What VLM backbone does π0 use?	PaliGemma 3B (Physical Intelligence, February 4, 2025).
What percentage of π0.5's pretraining data is robot manipulation?	2.4%. The remaining 97.6% is web data, verbal instructions, semantic scene prediction, and text-image pairs (π0.5, arXiv:2504.16054, April 22, 2025).
What is SmolVLA's parameter count?	450M total: SmolVLM-256M vision-language backbone + flow-matching action expert.
What GPU is required to train SmolVLA?	A single 12GB consumer GPU (RTX 3080 / 4070 class). Deployable on a MacBook for inference.
What is SmolVLA's reported real-world task success rate after pretraining?	78.3% on real-world tasks, pretrained on community LeRobot datasets (Hugging Face blog, June 3, 2025).
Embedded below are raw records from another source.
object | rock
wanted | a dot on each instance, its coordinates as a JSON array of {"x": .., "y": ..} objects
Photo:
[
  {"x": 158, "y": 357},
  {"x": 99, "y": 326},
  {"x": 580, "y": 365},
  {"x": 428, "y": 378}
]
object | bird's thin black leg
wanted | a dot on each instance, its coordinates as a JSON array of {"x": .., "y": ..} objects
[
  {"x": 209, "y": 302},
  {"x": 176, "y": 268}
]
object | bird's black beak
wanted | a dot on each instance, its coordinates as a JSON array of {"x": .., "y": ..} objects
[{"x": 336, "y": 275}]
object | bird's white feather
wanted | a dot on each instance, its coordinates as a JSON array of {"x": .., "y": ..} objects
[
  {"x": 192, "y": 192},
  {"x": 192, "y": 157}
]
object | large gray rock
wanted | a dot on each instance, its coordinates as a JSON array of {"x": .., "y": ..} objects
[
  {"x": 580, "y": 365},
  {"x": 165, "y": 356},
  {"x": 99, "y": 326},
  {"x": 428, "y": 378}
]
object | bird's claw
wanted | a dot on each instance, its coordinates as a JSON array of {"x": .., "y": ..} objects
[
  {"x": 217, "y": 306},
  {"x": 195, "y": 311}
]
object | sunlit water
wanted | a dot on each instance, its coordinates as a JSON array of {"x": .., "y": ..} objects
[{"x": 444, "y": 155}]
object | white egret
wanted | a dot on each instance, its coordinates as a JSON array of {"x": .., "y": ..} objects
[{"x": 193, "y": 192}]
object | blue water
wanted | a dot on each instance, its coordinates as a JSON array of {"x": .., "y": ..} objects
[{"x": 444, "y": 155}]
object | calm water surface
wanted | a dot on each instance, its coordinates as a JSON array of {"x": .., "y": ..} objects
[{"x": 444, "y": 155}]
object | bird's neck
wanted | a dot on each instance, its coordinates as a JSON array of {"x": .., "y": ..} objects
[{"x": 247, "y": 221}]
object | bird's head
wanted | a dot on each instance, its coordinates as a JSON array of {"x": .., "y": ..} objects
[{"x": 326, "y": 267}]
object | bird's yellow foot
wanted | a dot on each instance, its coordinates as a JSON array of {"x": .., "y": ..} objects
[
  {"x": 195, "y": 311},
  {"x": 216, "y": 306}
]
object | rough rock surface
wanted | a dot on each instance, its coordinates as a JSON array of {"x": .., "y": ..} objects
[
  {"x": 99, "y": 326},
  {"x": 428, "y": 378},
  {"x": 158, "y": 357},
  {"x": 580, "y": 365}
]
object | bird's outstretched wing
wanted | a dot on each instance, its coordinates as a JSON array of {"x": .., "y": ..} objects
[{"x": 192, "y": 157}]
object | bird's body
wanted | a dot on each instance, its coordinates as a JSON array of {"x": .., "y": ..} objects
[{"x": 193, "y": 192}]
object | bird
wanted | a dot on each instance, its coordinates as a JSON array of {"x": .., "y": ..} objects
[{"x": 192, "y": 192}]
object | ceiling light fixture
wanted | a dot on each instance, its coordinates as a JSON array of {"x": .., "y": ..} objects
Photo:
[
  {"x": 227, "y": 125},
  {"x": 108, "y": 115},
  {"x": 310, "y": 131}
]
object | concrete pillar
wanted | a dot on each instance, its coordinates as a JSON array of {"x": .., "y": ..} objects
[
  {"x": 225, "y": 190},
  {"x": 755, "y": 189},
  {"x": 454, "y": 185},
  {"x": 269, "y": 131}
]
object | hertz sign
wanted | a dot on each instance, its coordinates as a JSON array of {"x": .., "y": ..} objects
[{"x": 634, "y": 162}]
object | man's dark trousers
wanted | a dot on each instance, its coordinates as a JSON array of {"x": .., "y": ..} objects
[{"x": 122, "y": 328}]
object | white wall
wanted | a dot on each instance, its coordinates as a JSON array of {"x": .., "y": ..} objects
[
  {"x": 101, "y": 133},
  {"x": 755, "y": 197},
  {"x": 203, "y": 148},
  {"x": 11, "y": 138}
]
How does SmolVLA's async inference work?	VLM backbone runs in one thread producing context embeddings; flow-matching action expert runs in a parallel thread denoising action chunks. The robot executes the current chunk while the VLM processes the next observation — overlapping latencies.
What throughput improvement does SmolVLA async inference provide?	30% faster response time and 2x task throughput vs synchronous inference (Hugging Face blog, June 3, 2025).
What is the primary source for SmolVLA?	SmolVLA: Efficient Vision-Language-Action Model trained on Lerobot Community Data, Hugging Face blog, June 3, 2025. Model: lerobot/smolvla_base.
For the JHU capstone with a consumer GPU, which VLA is the recommended starting point?	SmolVLA-450M (lerobot/smolvla_base). Fine-tune on 50-200 LeRobot SO-101 episodes. Use async inference for real-time control. Reference GR00T N1.5 as the high-capability alternative if a 24GB+ GPU is available.